Some consciousness researchers would suggest that this is prematurely pessimistic: even if we don’t know exactly what consciousness is, we might at least hope to “corral the quicksilver” (to use a memorable phrase of Daniel Dennett) and identify which kinds of computational or cognitive structures are the best candidate realisers of conscious experience, starting with humans and working outwards.
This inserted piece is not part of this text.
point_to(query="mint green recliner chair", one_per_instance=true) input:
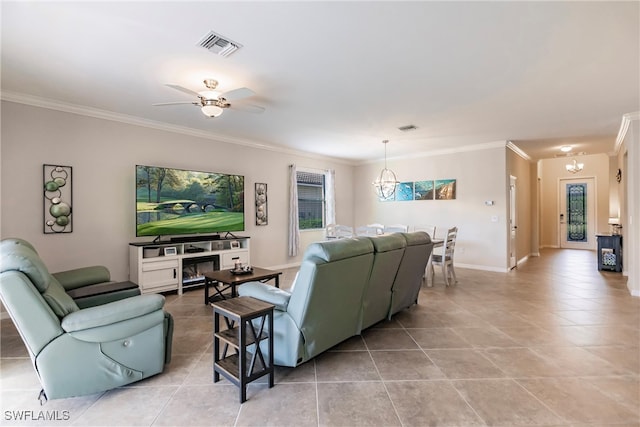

While this may be our best hope, I do not think we can glean much solace from it. The science of consciousness is, putting matters bluntly, a theoretical snake-pit. A newcomer to this field will be quickly overwhelmed with a dizzying variety of theories, each of which claims to offer the one true scientific analysis of consciousness and brings its own challenging jargon to bear. We are told variously that consciousness is global activation, informational integration, an internal model of attentional allocation, higher-order thoughts, recurrent activations, and many other diagnoses besides. Theories proliferate at a dizzying rate, and are never refuted. Insofar as they claim empirical support, this is either in the form of data that their opponents take to be irrelevant to the problem of consciousness, or which competing frameworks can just as readily explain. There is little alignment on methods, axioms, or criteria for the resolution of debates, and recent commendable attempts at ‘adversarial collaborations’ have done little to sway hearts and minds of participants or observers. A recent letter with more than 150 signatories sought to dismiss one leading approach, Integrated Information Theory, as mere pseudoscience, on the grounds that it is not empirically testable. Defenders retorted that exactly the same complaint could be made of all current leading theories. As philosopher Tim Bayne nicely put it in a news article at the time, “[n]obody knows how consciousness works – but top researchers are fighting over which theories are really science” (Bayne, 2023).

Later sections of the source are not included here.